Although outbound travel grabs the headlines, the main barometers of China’s travel and its new behaviors and spending patterns lie within its vast borders.
Due to the lingering impacts of COVID-19 between 2020 and 2022, 2019 remains the benchmark for recovery.
Chinese travelers made 6 billion domestic trips in 2019. This figure more than halved to 2.8 billion in 2020, followed by a rebound to 3.4 billion in 2021 and a further decline to 2 .6 billion in 2022.
Once travel restrictions are removed, the China Tourism Academy predicts 5.5 billion trips in 2023, or 92% of the 2019 total.
Based on Phocuswright’s travel research report China Travel Market Report 2022-2026gross travel bookings are expected to increase 72% to $153.7 billion in 2023.
Here are the key factors that will contribute to China’s growth:
- China’s mobile-first consumer market is constantly evolving, fueled by smart app technologies.
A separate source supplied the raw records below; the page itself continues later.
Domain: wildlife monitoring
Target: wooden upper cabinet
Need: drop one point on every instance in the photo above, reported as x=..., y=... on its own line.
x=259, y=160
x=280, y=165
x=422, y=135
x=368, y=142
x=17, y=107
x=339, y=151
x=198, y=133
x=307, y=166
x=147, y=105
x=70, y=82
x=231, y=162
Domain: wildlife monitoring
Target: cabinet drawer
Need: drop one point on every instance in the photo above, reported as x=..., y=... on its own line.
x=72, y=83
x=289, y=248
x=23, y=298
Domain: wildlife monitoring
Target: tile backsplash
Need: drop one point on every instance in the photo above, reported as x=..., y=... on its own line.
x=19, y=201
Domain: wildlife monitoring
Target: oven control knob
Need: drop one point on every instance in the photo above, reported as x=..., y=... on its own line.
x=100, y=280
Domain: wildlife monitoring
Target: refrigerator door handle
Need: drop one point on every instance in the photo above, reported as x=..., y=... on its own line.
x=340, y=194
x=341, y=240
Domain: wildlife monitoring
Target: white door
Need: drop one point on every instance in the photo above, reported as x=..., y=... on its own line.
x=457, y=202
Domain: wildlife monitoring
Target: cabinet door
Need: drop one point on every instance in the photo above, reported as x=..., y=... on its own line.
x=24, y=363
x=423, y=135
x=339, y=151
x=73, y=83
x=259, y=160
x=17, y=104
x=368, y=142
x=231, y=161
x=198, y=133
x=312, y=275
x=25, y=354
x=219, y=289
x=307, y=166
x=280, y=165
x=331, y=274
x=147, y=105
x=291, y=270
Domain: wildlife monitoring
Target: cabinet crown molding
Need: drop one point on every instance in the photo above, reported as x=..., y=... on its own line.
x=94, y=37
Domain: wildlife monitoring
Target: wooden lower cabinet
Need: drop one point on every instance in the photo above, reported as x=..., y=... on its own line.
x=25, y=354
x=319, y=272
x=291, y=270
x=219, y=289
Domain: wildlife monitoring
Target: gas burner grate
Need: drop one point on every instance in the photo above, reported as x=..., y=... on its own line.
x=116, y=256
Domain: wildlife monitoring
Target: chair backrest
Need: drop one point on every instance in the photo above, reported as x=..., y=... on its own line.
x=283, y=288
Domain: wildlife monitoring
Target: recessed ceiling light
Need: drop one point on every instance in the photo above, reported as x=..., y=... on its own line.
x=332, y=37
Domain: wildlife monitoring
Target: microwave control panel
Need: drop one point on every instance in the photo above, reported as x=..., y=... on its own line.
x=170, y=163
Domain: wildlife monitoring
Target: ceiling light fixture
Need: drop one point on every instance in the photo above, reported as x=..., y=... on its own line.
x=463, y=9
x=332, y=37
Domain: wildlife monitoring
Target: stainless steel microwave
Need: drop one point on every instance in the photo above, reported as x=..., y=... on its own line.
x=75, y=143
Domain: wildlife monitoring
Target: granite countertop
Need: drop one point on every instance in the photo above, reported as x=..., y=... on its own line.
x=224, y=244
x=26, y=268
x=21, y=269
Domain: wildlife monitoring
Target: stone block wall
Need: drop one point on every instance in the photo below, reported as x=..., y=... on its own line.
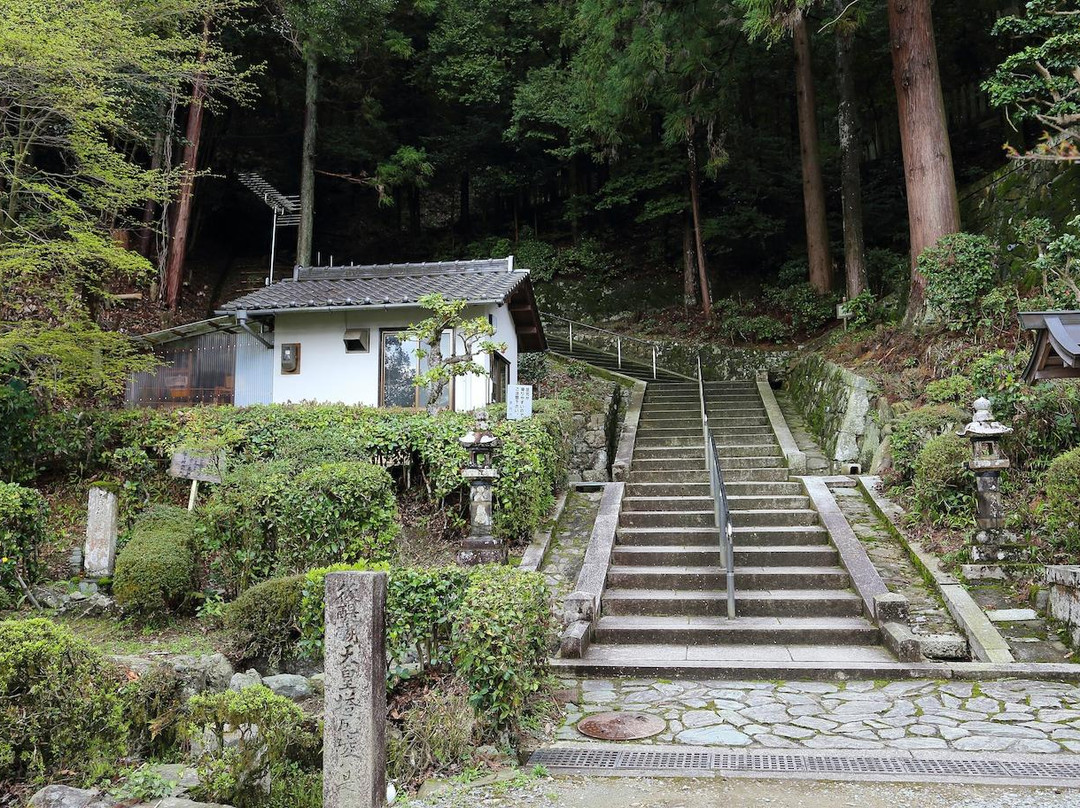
x=1064, y=604
x=594, y=436
x=845, y=413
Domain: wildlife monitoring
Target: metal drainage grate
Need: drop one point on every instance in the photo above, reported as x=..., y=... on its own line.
x=625, y=759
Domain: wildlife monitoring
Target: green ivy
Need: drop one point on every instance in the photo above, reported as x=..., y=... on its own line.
x=24, y=515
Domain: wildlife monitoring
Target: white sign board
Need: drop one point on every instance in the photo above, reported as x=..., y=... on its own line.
x=518, y=402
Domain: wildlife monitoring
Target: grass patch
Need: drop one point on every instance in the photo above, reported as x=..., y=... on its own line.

This is reflected in the travel economy, with new trends and behaviors continually developing and diversifying. China’s online travel infrastructure relies on mobile bookings and cashless transactions.
- Its airlines are aggressive competitors in regional markets and adding locally made planes to their fleets.
- The country’s high-speed rail network is unrivaled in size and is rolling out faster, more comfortable trains.
- The car rental segment is evolving rapidly and matches consumers’ passion for trips booked on mobile.
- The hotel pipeline is reactivating with new budget, midscale and luxury openings in cities across the country.
- The MICE business is strengthening and the cruise segment is entering a new era of Chinese-made cruise ships.